Columbia Law School Roundtable on The Future of Capitalism

In this discussion that took place at Columbia Law School’s Millstein Center last October (and thus well before the appearance of the coronavirus), two distinguished English academics, a Pulitzer Prize-winning journalist, and the executive chairman of a large American investment house discussed the role of corporations in addressing the crises that periodically beset the capitalist system. 

Sir Paul Collier opened with the comment that, although capitalism had shown itself to be the only effective system for mass human improvement in the past 10,000 years, it was now experiencing its “third serious derailment.” In each of the first two—the first in Northern England in the 1840s and the second during the Great Depression of the 1930s—capitalism was preserved in significant part by the “moral load-bearing” performed by private companies and citizens. For capitalism to survive this third derailment, the public and private sectors must join forces to address what Collier to sees as the most formidable economic challenge: finding ways to transport urban jobs and capabilities to rural areas still reeling from two major blows—the first, a century ago to agriculture, and the second, for the past two or three decades, to large-scale manufacturing.

Collier’s Oxford colleague Colin Mayer follows by calling on public companies to formulate and state a corporate social purpose that goes beyond maximizing their own long-run shareholder values. And to encourage and support such a practice, Mayer urges the large universal owners that own large stakes in all the world’s large listed companies not only to support and applaud such statements, but to find ways to ensure that companies are living up to them. 
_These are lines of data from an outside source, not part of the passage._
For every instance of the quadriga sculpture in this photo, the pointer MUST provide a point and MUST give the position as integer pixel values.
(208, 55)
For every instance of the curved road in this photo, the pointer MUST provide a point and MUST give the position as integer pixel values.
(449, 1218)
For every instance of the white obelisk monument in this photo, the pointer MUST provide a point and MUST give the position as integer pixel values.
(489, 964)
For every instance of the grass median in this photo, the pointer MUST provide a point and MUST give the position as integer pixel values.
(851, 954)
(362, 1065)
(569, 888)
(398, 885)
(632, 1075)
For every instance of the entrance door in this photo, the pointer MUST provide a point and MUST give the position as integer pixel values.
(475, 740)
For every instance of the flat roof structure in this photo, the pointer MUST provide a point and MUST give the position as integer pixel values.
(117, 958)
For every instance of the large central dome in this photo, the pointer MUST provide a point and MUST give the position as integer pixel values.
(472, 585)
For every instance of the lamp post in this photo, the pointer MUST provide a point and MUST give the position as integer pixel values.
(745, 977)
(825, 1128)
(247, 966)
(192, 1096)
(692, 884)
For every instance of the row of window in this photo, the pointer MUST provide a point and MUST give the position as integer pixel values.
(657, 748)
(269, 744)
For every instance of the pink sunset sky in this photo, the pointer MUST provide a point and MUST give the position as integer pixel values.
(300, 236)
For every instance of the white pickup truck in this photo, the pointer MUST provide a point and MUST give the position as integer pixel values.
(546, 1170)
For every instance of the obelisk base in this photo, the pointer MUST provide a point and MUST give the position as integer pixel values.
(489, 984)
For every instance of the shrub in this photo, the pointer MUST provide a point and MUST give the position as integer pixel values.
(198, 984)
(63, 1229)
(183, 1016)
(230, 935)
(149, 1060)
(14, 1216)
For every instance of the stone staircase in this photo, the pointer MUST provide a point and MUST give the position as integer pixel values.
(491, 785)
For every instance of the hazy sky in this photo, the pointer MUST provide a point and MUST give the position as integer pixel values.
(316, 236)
Alan Schwartz, Executive Chairman of Guggenheim Partners, responds by noting that capitalism has been forced to make major adjustments throughout its history. And consistent with Collier’s observations, Schwartz argues that the global economic order should have been preparing for the past 30 or 40 years for its biggest challenge: creating a global economy dynamic enough to provide jobs for some two or three billion new unskilled workers spawned by the globalization of the world economy. The American private sector, after having lost much of its efficiency and value in the 1970s, has since used continuous restructuring to produce enormous productivity gains and value. And although generally supportive of the thinking behind the Business Roundtable’s recent statement, Schwartz deplores the confusion that continues to surround the message. Those corporate leaders now endorsing the pursuit of social goals are by no means asking their shareholders to accept below-market returns on investment. In well-run companies focused on long-run efficiency and value, there is no inherent conflict between the interests of shareholders and the long-run interests of other major stakeholders. In such companies, customers, employees, suppliers, and local communities all end up better served.